Material cost: Depending on the technology, 3D printing materials can add expense. While direct metal laser sintering (DMLS) recycles all unused powder, a process like selective laser sintering (SLS) uses a powder-based polymer process that does not allow for recycling, driving up cost.

Post-processing: Required with nearly all 3D-printed parts, these processes strengthen parts, improve cosmetic appearance and more, but also require manual work that can be time consuming. Each 3D printing service also comes with necessary post-processing, so researching what is required on the front end will help determine cost.

Injection Moulding

Part complexity: Several design factors can lead to a more complex part with injection moulding. Design for manufacturability (DFM) analysis is critical to identify modifications that reduce cost. For example, a small part doesn’t automatically translate to a smaller mould size. If your part design requires an undercut or side action, mould base size (and cost) increases significantly. If a cam or insert is required, your overall mould size can increase by £1,000-£2,000 per component.

Design Time

For engineers under increasing pressure to bring products to market, time is money. Quick iteration is key to shorten the timeline to perfect your design and move from concept to final part. That’s why we see our customers start with 3D printing during the prototyping process before moving to injection moulding once a part is ready for production volumes.

Product iteration with 3D printing is faster and less expensive compared to injection moulding. If you identify a design flaw once a part is 3D printed, the CAD file can be easily tweaked and uploaded with another iteration printed and sent your way in days. Injection moulding requires significant expense with each design change due to the reworking of the mould.
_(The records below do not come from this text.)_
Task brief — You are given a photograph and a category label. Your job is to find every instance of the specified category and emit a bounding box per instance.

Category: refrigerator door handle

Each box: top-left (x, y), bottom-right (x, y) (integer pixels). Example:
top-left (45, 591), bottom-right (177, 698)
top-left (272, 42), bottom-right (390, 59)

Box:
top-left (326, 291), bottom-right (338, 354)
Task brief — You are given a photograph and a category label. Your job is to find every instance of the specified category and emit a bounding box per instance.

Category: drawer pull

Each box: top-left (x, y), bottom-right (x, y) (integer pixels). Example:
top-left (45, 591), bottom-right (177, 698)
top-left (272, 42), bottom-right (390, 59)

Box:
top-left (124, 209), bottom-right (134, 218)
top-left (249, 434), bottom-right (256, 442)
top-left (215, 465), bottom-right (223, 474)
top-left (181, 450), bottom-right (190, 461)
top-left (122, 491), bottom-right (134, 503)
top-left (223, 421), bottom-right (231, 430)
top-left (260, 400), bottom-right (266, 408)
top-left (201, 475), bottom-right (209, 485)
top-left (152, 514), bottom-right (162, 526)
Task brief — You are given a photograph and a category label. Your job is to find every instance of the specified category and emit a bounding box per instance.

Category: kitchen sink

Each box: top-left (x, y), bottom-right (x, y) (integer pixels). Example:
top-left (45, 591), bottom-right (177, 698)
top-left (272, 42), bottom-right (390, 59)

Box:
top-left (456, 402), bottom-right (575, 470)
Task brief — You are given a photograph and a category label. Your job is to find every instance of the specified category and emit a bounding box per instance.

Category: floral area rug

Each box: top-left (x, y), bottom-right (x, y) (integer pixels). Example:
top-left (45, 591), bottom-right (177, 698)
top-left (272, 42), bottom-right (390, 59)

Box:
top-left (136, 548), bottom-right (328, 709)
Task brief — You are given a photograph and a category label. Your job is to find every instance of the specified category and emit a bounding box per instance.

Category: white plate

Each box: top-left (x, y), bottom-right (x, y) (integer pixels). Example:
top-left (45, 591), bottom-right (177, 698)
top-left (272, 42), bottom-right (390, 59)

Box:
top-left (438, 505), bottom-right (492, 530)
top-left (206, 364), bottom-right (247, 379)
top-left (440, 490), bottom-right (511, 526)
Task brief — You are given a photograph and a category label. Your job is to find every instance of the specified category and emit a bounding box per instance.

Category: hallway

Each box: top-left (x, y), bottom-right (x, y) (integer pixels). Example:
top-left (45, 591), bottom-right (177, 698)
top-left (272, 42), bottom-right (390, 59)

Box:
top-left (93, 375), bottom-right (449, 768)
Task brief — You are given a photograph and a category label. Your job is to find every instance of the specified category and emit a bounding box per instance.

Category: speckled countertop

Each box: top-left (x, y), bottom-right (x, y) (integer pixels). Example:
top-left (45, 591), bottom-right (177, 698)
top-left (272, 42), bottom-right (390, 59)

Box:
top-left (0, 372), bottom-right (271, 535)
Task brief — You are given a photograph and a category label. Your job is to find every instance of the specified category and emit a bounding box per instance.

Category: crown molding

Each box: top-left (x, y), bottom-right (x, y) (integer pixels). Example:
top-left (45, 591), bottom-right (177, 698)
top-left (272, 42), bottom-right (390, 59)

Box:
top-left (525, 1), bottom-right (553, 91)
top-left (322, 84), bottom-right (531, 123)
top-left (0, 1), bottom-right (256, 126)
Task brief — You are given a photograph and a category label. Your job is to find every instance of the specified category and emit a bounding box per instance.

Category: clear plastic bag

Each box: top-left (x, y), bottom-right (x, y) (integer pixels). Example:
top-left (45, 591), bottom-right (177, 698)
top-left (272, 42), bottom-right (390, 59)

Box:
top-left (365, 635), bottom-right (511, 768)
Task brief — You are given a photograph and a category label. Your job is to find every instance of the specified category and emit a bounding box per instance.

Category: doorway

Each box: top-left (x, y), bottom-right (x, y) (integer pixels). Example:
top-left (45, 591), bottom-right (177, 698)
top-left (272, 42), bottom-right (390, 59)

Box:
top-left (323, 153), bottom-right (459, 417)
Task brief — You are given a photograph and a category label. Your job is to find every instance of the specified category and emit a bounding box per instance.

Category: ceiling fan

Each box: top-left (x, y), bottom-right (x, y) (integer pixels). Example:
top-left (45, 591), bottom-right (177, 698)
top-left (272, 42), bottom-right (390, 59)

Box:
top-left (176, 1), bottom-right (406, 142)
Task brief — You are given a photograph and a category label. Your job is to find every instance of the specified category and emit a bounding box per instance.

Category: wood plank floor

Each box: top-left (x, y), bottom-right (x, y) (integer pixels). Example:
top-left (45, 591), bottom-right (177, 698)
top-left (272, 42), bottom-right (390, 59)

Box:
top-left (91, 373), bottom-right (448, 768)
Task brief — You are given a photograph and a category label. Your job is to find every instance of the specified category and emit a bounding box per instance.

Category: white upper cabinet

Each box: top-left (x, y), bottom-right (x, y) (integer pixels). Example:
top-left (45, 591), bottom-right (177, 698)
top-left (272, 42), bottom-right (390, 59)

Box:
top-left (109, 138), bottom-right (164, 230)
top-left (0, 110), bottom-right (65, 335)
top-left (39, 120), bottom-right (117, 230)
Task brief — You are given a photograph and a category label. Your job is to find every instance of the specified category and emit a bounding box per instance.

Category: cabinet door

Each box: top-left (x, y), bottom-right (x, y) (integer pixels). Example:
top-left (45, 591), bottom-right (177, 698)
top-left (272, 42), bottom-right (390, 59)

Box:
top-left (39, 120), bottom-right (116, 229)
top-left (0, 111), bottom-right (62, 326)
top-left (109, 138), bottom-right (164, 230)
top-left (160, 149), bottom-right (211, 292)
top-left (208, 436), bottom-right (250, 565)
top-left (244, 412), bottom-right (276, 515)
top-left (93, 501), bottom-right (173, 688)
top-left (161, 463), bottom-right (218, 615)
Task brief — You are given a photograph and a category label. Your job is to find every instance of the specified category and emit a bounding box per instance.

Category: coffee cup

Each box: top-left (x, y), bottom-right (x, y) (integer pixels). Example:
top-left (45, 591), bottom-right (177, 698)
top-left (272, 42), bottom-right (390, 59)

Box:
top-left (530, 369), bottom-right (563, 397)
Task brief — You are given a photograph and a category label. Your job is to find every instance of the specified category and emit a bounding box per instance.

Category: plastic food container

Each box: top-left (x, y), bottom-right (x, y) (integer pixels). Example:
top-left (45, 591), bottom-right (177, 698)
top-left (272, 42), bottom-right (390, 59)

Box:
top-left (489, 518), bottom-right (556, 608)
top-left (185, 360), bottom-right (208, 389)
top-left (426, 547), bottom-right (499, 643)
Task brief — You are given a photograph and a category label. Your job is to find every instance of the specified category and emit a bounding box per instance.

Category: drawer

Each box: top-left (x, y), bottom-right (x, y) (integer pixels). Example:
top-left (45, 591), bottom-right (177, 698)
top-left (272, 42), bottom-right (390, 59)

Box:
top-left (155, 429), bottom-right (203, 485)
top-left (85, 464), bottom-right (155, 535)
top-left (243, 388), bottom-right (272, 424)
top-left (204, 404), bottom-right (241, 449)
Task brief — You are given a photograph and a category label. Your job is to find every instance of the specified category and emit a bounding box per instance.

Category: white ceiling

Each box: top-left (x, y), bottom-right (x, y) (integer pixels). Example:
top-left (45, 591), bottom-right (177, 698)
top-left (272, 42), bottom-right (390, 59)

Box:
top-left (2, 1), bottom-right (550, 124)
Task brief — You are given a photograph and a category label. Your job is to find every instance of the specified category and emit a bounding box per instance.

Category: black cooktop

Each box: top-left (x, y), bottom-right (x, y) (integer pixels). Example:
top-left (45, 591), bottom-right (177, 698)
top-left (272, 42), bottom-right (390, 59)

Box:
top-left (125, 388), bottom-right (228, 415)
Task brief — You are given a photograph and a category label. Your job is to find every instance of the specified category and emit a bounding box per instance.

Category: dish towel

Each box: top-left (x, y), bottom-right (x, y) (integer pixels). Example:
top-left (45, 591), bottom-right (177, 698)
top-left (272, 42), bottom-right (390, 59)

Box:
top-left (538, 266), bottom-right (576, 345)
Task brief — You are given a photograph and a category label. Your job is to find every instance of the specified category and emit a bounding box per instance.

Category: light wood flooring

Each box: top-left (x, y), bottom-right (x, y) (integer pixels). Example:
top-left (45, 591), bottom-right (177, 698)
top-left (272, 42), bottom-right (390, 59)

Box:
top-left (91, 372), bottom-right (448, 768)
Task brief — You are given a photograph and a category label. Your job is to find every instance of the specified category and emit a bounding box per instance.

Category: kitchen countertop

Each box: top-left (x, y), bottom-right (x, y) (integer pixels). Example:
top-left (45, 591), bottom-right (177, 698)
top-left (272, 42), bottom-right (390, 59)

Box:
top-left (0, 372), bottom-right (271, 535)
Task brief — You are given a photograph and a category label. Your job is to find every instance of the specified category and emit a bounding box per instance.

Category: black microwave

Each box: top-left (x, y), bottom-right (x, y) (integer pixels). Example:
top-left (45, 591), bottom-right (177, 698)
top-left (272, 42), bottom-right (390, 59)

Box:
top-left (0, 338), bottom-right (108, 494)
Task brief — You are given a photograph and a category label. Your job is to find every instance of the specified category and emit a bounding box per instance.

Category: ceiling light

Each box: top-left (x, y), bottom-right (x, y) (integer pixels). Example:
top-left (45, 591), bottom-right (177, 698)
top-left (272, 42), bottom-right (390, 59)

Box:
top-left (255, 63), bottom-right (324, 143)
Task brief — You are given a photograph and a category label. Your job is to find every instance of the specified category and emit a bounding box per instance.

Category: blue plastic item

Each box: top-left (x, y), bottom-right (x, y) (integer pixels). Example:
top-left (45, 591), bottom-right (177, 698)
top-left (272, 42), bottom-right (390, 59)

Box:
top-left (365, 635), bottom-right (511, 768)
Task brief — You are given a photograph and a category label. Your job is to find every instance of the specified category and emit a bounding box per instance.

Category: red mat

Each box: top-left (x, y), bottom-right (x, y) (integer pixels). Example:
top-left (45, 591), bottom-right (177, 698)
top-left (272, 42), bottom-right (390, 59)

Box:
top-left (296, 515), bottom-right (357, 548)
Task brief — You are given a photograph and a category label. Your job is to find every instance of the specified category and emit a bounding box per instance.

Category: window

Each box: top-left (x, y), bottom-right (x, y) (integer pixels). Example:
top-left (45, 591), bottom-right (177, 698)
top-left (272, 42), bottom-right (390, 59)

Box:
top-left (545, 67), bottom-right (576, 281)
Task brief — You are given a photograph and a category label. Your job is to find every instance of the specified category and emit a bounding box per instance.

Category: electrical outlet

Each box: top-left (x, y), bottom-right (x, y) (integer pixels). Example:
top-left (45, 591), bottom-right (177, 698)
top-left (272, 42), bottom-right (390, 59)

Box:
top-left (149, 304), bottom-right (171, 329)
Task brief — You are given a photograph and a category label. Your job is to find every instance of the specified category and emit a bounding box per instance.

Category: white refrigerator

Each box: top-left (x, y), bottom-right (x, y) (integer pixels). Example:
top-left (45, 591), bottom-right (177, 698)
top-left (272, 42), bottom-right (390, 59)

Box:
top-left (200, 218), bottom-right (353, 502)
Furthermore, injection moulding usually requires more upfront design work since creating a mould can be a complex process with many factors to consider.

Set Up and Tooling

Set up and tooling costs are another area where 3D printing is the clear winner, as it does not require investment in either. Injection moulding on the other hand comes with tooling costs and often a set-up fee with each run of moulded parts. As we discussed earlier, DFM analysis will help reduce tooling costs, but a mould may still bring thousands in up-front expense.

Piece-Part Price

Now here’s an opportunity for injection moulding to shine. Piece-part price for injection moulding is going to be significantly lower compared to 3D printing once we reach a high volume of parts. While we have discussed the cost of tooling at length, each part that comes off that mould will be more cost-effective once you reach quantities that rationalise the initial investment.

Fortunately, our applications engineers are well-versed in helping our customers determine if piece-part price cost savings justify the initial upfront costs of injection moulding.

Post-processing

Regardless of technology, nearly all 3D-printed parts will require some level of post-processing. Mandatory processes after a part is printed include removing support structures or excess resin, depending on the technology you choose. The emergence of post-processing options, such as vapour smoothing, improving strength and aesthetics have been critical in expanding the applications of additive manufacturing, but each comes with an additional expense.

Injection moulding on the other hand comes with more than 100 thermoplastic and thermoset materials that eject from the mould with high-quality finishes fit for production. Finishing process are available to texture a mould, add threaded inserts, laser engraving and more, but aren’t necessary for the durability and finish of the part.

Prototyping vs. On-Demand Manufacturing

Injection moulding is still a viable option at the prototyping stage. When prototyping at Protolabs, we use a single-cavity aluminium mould that can produce hundreds of parts and can be typically delivered in a week or less. Our customers often choose prototyping with injection moulding if they need to complete design or material iterations, as well as assess cost or manufacturability trade-offs.

Once past the prototyping stage, our customers often move to on-demand manufacturing, producing injection moulded parts at Protolabs speeds. Using a steel mould, part quantities are virtually unlimited. On-demand injection moulding with us allows you to meet inventory needs with no minimum order quantities, and offers supply chain flexibility through bridge tooling, just-in-time production, or dual-sourcing strategies.